The fossilized skull of the new giant rodent
The giant rat's skull, which measures an impressive 53 centimeters in diameter was found by Andrés Rinderknecht and Ernesto Blanco, two scientists from Montevideo, Uruguay.
The two paleontologists stumbled upon the fossilized remains in a broken boulder in San Jose along the coast of Uruguay.
By looking at the size ratios of the skulls and bodies of existing rodents, scientists determined the bodyweight of the rodent must have approached 1,000 kilograms or a ton, making it the world's largest rodent to have been discovered to date.
The relatively small size of its teeth however, suggests it fed mainly upon soft vegetables and fruit.
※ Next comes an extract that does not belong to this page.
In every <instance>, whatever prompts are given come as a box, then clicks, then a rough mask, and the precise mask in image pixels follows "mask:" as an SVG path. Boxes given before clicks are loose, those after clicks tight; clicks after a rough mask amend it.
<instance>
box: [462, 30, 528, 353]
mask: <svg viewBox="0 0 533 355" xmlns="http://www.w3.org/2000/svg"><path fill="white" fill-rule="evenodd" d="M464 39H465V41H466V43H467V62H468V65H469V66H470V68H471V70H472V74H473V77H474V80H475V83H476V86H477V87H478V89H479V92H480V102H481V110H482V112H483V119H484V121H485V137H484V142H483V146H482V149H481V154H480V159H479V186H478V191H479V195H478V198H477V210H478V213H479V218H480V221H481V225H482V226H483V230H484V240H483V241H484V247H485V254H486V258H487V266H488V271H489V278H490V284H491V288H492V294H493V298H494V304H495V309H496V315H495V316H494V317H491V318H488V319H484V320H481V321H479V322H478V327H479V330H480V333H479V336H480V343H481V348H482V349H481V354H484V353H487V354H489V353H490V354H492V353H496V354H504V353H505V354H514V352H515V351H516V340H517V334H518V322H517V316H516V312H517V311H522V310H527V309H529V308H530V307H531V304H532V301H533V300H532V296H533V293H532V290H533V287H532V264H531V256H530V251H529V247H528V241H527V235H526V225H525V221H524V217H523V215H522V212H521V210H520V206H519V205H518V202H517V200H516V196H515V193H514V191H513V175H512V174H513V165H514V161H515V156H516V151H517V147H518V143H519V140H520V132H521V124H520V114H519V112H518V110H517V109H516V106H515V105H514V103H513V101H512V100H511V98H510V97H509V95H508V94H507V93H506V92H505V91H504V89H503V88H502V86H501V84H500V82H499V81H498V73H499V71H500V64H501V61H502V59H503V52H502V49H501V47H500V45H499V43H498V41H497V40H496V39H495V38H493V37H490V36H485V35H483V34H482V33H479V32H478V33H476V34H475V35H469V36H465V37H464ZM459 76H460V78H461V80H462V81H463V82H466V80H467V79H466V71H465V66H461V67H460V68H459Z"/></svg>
"We can give an educated guess that the rodent would have been 3 meters long -- assuming that it was similar to a Capybara (the largest rodent alive today) and taking it into account that large mammals generally have relatively smaller heads. It's tail probably was closer to the one of capybara or guinea pig (very short) and not like a rat," Ernesto Blanco says.
The scientists believe the rodent, named Josephoartigasia monesi, roamed the earth about four million years ago at the same time as other giant creatures, such as terror birds, saber-toothed cats, ground sloths and giant armored mammals.